In this, the penultimate Parasha of the year, we hear the voice of Moses; it is Shira Ha’azinu.
It is described as a poem or as a song, it marks the end of the time in the wilderness; in the same way that Shira Hayam marked the end of the time in Egypt. The poetry is intense.
Give ear O heavens, let me speak,
Let the earth hear the words I utter,
May my discourse come down as rain.
We are being reminded not just of our history but our fate. We are reminded that we will fail but that God and Israel will be reconciled. We will return. The Parasha ends with Moses being called to depart and go up to Mount Nebo where he will die. He is mortal.
But why is it in the form of a song? We are warned that we will stray and will need to find a way back to God. We too are mortal. Songs and tunes of our childhood remain deep in our memories. Life and the course of events are unpredictable. It is easy to forget those parts of practice handed down by our parents and grandparents. Tunes and the prayers become lost; but a remnant always remains. It may just be Kaddish or a flicker of recognition of the Kol Nidre prayer, but it is always there.

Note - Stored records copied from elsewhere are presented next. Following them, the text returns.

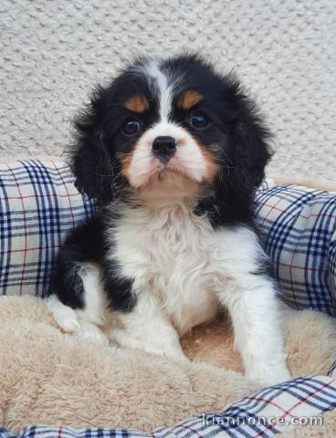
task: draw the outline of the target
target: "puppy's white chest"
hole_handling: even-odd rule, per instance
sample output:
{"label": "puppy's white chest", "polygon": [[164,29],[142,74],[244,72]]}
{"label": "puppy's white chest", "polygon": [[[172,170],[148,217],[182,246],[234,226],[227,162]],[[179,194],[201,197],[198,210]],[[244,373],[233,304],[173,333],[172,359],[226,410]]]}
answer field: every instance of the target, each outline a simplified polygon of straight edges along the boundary
{"label": "puppy's white chest", "polygon": [[152,214],[134,212],[131,222],[118,227],[116,250],[139,293],[155,297],[180,334],[211,318],[217,300],[211,275],[214,232],[208,221],[177,206]]}

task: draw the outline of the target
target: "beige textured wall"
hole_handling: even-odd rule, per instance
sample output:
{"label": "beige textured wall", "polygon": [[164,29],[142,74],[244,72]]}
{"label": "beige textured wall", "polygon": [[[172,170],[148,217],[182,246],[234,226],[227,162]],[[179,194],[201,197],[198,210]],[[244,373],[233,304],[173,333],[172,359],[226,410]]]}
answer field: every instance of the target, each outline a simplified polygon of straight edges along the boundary
{"label": "beige textured wall", "polygon": [[335,0],[1,0],[0,153],[58,156],[97,81],[132,55],[234,68],[277,135],[270,173],[334,180]]}

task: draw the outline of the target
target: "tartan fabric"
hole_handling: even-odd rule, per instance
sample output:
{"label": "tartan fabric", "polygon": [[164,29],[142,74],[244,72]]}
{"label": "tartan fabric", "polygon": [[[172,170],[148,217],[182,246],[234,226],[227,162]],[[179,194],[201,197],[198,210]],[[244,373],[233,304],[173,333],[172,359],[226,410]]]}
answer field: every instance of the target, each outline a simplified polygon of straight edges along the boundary
{"label": "tartan fabric", "polygon": [[[336,314],[336,193],[264,182],[257,228],[290,306]],[[0,295],[47,296],[61,241],[92,214],[63,162],[0,163]]]}
{"label": "tartan fabric", "polygon": [[[275,262],[274,274],[284,299],[299,308],[335,315],[336,193],[264,182],[256,201],[257,228]],[[93,203],[77,192],[64,162],[0,164],[0,295],[48,295],[48,278],[61,241],[93,212]],[[286,422],[297,416],[311,417],[334,409],[335,380],[336,362],[328,376],[263,389],[219,414],[205,413],[152,433],[30,426],[17,436],[268,437],[289,427]],[[272,423],[270,417],[282,418],[285,423]],[[0,438],[15,437],[0,428]]]}
{"label": "tartan fabric", "polygon": [[257,229],[284,300],[336,316],[336,193],[266,182],[256,201]]}
{"label": "tartan fabric", "polygon": [[0,438],[271,437],[299,424],[321,424],[323,412],[335,407],[336,378],[310,376],[262,389],[220,413],[205,412],[173,427],[158,428],[152,433],[127,429],[30,426],[19,435],[13,435],[0,428]]}
{"label": "tartan fabric", "polygon": [[0,163],[0,295],[48,295],[62,239],[92,212],[64,162]]}

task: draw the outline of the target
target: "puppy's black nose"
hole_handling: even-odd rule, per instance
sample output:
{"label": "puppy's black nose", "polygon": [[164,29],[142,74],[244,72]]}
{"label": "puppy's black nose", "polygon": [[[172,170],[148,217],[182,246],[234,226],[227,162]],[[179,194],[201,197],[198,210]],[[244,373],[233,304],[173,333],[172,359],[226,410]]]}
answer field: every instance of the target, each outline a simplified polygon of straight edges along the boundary
{"label": "puppy's black nose", "polygon": [[168,135],[156,137],[152,142],[152,151],[161,162],[168,162],[176,152],[175,139]]}

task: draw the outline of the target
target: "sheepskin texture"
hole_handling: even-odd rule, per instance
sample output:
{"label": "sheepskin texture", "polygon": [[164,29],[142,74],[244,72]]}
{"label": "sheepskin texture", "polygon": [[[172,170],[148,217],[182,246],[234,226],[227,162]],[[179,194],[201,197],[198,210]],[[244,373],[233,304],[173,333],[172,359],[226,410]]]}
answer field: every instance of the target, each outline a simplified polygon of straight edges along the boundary
{"label": "sheepskin texture", "polygon": [[2,0],[0,152],[59,156],[69,120],[139,53],[232,68],[276,134],[269,173],[334,179],[334,0]]}
{"label": "sheepskin texture", "polygon": [[[334,320],[288,309],[283,324],[292,375],[325,373],[336,356]],[[241,361],[225,315],[195,328],[182,342],[193,360],[189,364],[86,343],[63,334],[42,300],[4,297],[0,423],[12,433],[34,423],[147,432],[219,412],[257,389],[239,373]],[[335,433],[336,412],[325,419],[323,427]],[[292,436],[320,436],[318,429]]]}

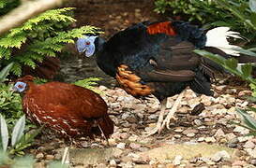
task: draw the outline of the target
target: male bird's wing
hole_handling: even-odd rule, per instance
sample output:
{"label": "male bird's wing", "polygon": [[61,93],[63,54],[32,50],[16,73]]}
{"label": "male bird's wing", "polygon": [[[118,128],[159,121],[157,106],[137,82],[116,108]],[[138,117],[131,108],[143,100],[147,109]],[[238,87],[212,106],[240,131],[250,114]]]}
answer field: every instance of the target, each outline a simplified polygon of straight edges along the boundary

There is a story told of very young Jewish children who, having been hidden with gentile families during the Shoah, were gathered together after the war. They were asked what they remembered of their families, but they could not remember. One of the volunteers started to sing” Rhozinkes mit Mandelen”, the famous lullaby and slowly all the children joined in. The song, like the discourse in Shir Ha’azinu, had come down like rain to awaken the children.